Getting Data, the Naive Way

Let’s go back to the initial of an economic index. How would we approach gathering data to build our economic index?

The Naive Way of collecting data would be to google for relevant data. Like in most countries, in Switzerland, the Federal Statistical Office (FSO) is a good source for information such as the GDP - the most common representation in macroeconomics for a country’s economic activity.

By clicking on the search result of the FSO website, we could find their Economic Data Portal.

Then, after searching for our desired time series, we would find different variations of GDP data.

After downloading the dataset from the FSO, we can open and inspect it. The data is typically downloaded in Microsoft Excel file format and represented in wide format (meaning values are horizontally oriented) because it is more humanly readable than other more compact representations.
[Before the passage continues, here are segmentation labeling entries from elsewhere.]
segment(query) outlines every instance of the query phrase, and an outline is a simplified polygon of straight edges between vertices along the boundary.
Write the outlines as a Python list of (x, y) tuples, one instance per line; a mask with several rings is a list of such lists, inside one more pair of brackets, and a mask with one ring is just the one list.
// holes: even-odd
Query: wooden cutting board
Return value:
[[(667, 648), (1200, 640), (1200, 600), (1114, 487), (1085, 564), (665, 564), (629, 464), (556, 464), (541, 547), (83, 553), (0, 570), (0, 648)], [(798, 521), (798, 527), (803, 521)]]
When programming though, we often prefer the so-called long format (values vertically oriented) because it makes plotting and cleaning of data easier. Particularly time series data is represented in this way².
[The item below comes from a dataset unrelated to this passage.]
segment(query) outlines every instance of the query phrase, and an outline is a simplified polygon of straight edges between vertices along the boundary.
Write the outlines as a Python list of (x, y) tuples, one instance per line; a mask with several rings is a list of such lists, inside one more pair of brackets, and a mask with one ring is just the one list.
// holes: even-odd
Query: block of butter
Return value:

So, once downloaded, we have to transform the data from wide to long format, so it is more handleable for us.

library(readxl)
library(magrittr)
library(tidyr)

data <- read_xlsx("je-d-04.02.01.03.xlsx")

# subset only the rows 3 (= year) and 9 (= gdp)
gdp <- data[9,]
names(gdp) <- data[3,]

# pivot data longer (from excel wide format to data frame long format)
gdp_long <- gdp %>%
  pivot_longer(
    cols = everything(),
    names_to = "Year",
    values_to = "GDP"
  )

# remove old headers
gdp_long <- gdp_long[-c(1:2),]

# check structure
# str(gdp_long)

# convert to gdp numeric and year to year
gdp_long$GDP <- as.numeric(gdp_long$GDP)
gdp_long$Year <- as.integer(gdp_long$Year)

head(gdp_long, n=10)

We read in our data, then select the rows which we need, which is the aggregated GDP, and the date. Then we pivot our data (which transforms the data from horizontally oriented to vertically oriented), and remove old headers. Finally, we check that our data is correctly represented in the desired format:

::: cell ::: {.cell-output .cell-output-stdout} # A tibble: 10 × 2 Year GDP 1 1995 423515. 2 1996 426882. 3 1997 433747. 4 1998 444955. 5 1999 453531. 6 2000 476794. 7 2001 489674. 8 2002 489293. 9 2003 493652. 10 2004 508608. ::: :::

By now, we have successfully searched for, imported and cleaned our first time series dataset for our Economic Index.
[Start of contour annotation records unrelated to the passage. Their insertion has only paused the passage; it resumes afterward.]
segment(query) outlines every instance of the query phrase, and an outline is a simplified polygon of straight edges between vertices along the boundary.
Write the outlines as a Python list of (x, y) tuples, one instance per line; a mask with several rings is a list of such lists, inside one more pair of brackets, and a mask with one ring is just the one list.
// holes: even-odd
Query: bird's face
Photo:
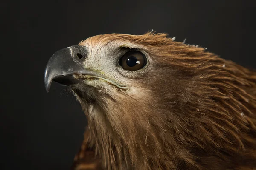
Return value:
[(57, 52), (46, 70), (47, 89), (52, 80), (68, 85), (88, 119), (100, 122), (100, 126), (135, 126), (157, 107), (154, 87), (167, 79), (162, 80), (154, 68), (155, 51), (143, 41), (133, 42), (138, 37), (143, 39), (130, 35), (98, 36)]
[(181, 130), (181, 122), (192, 121), (189, 115), (196, 111), (188, 114), (194, 106), (186, 106), (197, 99), (191, 92), (197, 87), (192, 79), (198, 75), (180, 59), (203, 51), (166, 37), (105, 34), (61, 50), (47, 64), (47, 89), (52, 80), (68, 86), (102, 145), (111, 139), (116, 148), (130, 146), (131, 152), (140, 152), (135, 143), (150, 152), (161, 150), (156, 136), (174, 141), (172, 134)]

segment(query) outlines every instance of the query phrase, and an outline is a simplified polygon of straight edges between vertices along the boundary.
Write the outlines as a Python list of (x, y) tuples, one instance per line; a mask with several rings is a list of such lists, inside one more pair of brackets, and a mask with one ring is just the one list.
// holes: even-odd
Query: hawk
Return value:
[(256, 72), (166, 34), (90, 37), (50, 58), (88, 126), (76, 170), (256, 169)]

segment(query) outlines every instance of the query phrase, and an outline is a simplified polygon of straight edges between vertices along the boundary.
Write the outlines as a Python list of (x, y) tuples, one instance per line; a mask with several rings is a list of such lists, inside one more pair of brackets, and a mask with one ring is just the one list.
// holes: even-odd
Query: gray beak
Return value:
[(48, 61), (44, 72), (47, 91), (49, 91), (52, 80), (70, 85), (82, 81), (74, 78), (74, 75), (95, 75), (93, 72), (82, 67), (87, 54), (86, 47), (81, 45), (71, 46), (55, 53)]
It was quite a long and intensive process, wasn’t it? We had to look for the correct data, download, and then clean it. Given that we have approximately 299 time series to go to build our index, this approach could become quite unsustainable quickly --- especially if we want to repeat this process in the future to update our index.

Moreover, while GDP is such a common dataset and hence is readily available and published in a well known format, this might not be the case for more niche time series. Finding, importing and cleaning other time series could become a lot more difficult..

Hence, let’s introduce a different method for extracting data from a public source that is more repeatable, and reproducible (we want to do it using code).

Getting Data, the API (wrapper) Way:

The reason why APIs are preferred as data source over the Naive Way is that when using APIs everything is standardized, thanks to protocols.

API stands for Application Programming Interface, and essentially standardizes the way in which your computer communicates with another computer. Protocols are just explicit set of rules which need to be followed. Most APIs use something called HTTP - which dictates how all data transfer happens over the web. You might have already seen HTTP in your browser (e.g. http://url…) this is because your browser on your computer and the webserver also communicate via HTTP.

But just communicating via http:// in our browser is not enough. This approach is still not reproducible, since we need to input the urls every time we want to get our data. We want to find a solution that is reproducible and uses code. In other words, we want our R code to communicate with the server - so we use APIs.

Two important things about HTTP

There are two important things I want you to know about HTTP:

it uses client & server and request & response protocols (aka clients request something from the server, the server sends a response)

There are four main HTTP request methods used to determine the type of data exchange happening:

GET : retrieves data
POST : sends data
PUT: changes the data
DELETE : deletes data

How an API looks like: Where, How, What

Now that we focus on APIs that use the HTTP protocol, let’s put it all together to explain what an API looks like.

The request (which is how we communicate to the server what we want it to do) consists of:

one of the HTTP request methods, such as GET (to get data) and
the Where which is Base URL, since it represents the location of the server.
the Which service is specified through the Endpoint, which dictates what the client wants to do, i.e. get data, users, etc.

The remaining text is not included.